# How do I evaluate $\int_{-\infty}^{\infty}\int_{-\infty}^{\infty} e^{-(3x^2+2 \sqrt 2 xy+3y^2)} \mathrm dx\,\mathrm dy$?

Evaluate $$\int_{-\infty}^{\infty} \int_{-\infty}^{\infty} \exp\left(-3x^2-2 \sqrt 2 xy - 3y^2\right) \, \mathrm dx\,\mathrm dy$$

I first evaluate

$$\int_{-\infty}^{\infty} \int_{-\infty}^{\infty} \exp\left[-3\bigl(x^2+ y^2\bigr)\right] \,\mathrm dx\,\mathrm dy$$

using polar coordinates, which evaluates to $$\pi/3$$. But I find difficulty to evaluate the double integral $$\int_{-\infty}^{\infty} \int_{-\infty}^{\infty} \exp\left(-2 \sqrt 2 xy\right) \, \mathrm dx\,\mathrm dy$$ Would anybody please help me finding it out?

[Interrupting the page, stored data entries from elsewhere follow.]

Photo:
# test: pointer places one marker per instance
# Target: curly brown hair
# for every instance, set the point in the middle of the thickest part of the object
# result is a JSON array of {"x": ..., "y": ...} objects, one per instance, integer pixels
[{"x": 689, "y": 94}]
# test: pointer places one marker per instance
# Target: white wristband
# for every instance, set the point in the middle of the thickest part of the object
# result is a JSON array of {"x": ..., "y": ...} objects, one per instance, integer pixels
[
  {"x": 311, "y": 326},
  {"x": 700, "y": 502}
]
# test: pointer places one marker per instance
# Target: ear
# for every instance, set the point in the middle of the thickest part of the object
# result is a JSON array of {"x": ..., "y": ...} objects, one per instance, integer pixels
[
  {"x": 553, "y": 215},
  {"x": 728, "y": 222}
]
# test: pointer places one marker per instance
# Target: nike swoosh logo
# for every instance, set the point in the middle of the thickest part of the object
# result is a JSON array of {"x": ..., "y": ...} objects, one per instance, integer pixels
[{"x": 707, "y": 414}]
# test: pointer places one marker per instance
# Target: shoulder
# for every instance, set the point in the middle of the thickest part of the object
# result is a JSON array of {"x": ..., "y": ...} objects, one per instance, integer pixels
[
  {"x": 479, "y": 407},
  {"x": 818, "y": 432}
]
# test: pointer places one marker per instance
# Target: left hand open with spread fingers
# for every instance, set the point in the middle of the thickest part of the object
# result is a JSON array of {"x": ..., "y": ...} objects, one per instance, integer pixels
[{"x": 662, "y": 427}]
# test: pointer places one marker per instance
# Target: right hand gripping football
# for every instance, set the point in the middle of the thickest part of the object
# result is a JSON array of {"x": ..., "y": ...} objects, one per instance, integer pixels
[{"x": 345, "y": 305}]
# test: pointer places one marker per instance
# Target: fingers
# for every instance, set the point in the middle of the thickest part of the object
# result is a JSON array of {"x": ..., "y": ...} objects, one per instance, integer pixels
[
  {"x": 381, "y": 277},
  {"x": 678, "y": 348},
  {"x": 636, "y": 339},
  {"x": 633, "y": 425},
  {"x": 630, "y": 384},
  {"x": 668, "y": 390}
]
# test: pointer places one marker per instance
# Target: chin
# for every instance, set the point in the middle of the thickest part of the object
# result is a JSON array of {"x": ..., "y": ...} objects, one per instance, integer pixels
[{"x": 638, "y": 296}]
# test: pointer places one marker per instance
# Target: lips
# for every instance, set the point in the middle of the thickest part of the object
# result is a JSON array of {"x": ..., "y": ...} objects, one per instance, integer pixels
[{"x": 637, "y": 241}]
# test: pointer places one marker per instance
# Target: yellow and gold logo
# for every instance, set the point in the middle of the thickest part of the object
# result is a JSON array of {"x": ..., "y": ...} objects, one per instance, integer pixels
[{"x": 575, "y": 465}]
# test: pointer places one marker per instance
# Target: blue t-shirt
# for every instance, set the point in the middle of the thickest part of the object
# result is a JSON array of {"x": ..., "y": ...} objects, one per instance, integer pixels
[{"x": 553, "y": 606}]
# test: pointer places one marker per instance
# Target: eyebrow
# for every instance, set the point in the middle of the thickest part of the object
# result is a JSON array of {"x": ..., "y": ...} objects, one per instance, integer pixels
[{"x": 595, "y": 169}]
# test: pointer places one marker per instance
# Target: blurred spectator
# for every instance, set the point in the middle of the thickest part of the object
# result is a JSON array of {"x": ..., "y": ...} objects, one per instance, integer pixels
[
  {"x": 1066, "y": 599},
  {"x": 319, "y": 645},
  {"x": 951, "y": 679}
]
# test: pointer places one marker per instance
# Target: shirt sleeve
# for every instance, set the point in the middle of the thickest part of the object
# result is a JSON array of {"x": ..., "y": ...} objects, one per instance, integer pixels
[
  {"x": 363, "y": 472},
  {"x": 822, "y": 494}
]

• Where are the limits of integration on $y$? – Shubham Johri Jan 12 at 18:17
• How can you separate this integral into those two integrals? The integrand of the first integral is the product of the integrands of the latter two, not the sum. – Frpzzd Jan 12 at 18:19
• Are you sure that what you want isn't $\displaystyle\int_{-\infty}^\infty\int_{-\infty}^\infty e^{-(3x^2+2\sqrt2xy+3y^2)}\,\mathrm dx\,\mathrm dy$? – José Carlos Santos Jan 12 at 18:23
• Sorry I have corrected my problem. – Dbchatto67 Jan 12 at 18:23
• – StubbornAtom Jan 12 at 20:04

$$3x^2+2\sqrt{2} xy + 3y^2 =\begin{bmatrix}x & y \end{bmatrix} \begin{bmatrix} 3 & \sqrt{2} \\ \sqrt{2} & 3 \end{bmatrix} \begin{bmatrix}x \\ y \end{bmatrix}$$ so the integrand is $$\exp(- v^\top \Omega v/2)$$ where $$v = \begin{bmatrix}x \\ y \end{bmatrix}$$ and $$\Omega = 2\begin{bmatrix} 3 & \sqrt{2} \\ \sqrt{2} & 3 \end{bmatrix}$$.
By using the density of a $$N(0, \Sigma)$$ distribution we have $$\frac{1}{\sqrt{(2 \pi)^2 \det (\Omega^{-1})}} \int_{-\infty}^\infty \int_{-\infty}^\infty \exp(-v^\top \Omega v / 2) \, dx \, dy = 1.$$
• I've actually been studying this post and all the new concepts it's exposed me to. If the original integrand is $\exp\bigl(-v^\top\Omega v/2\bigr)$, then what allows $dv=d\begin{bmatrix}x \\ y \end{bmatrix}$ to stand for $dx\,dy$, from the original differential? – Chase Ryan Taylor Jan 13 at 6:46
• @ChaseRyanTaylor If you wish, you may write out $v$ as $(x,y)$ and write the integral as $\int_{-\infty}^\infty \int_{-\infty}^\infty \cdots \,dx \,dy$. I was just using some shorthand, but it is exactly the same as the original integral. – angryavian Jan 13 at 6:48
• If one writes $v=xi+yj$ then $dv=dx\,i + dy\,j$, no? Which is different? – Chase Ryan Taylor Jan 13 at 6:49
Hint: Doing the change of variables $$x=X+Y$$ and $$y=X-Y$$, your integral becomes$$2\int_{-\infty}^\infty\int_{-\infty}^\infty \exp\left[-\left(2\sqrt2+6\right)X^2-\left(-2\sqrt2+6\right)Y^2\right]\,\mathrm dX\,\mathrm dY.$$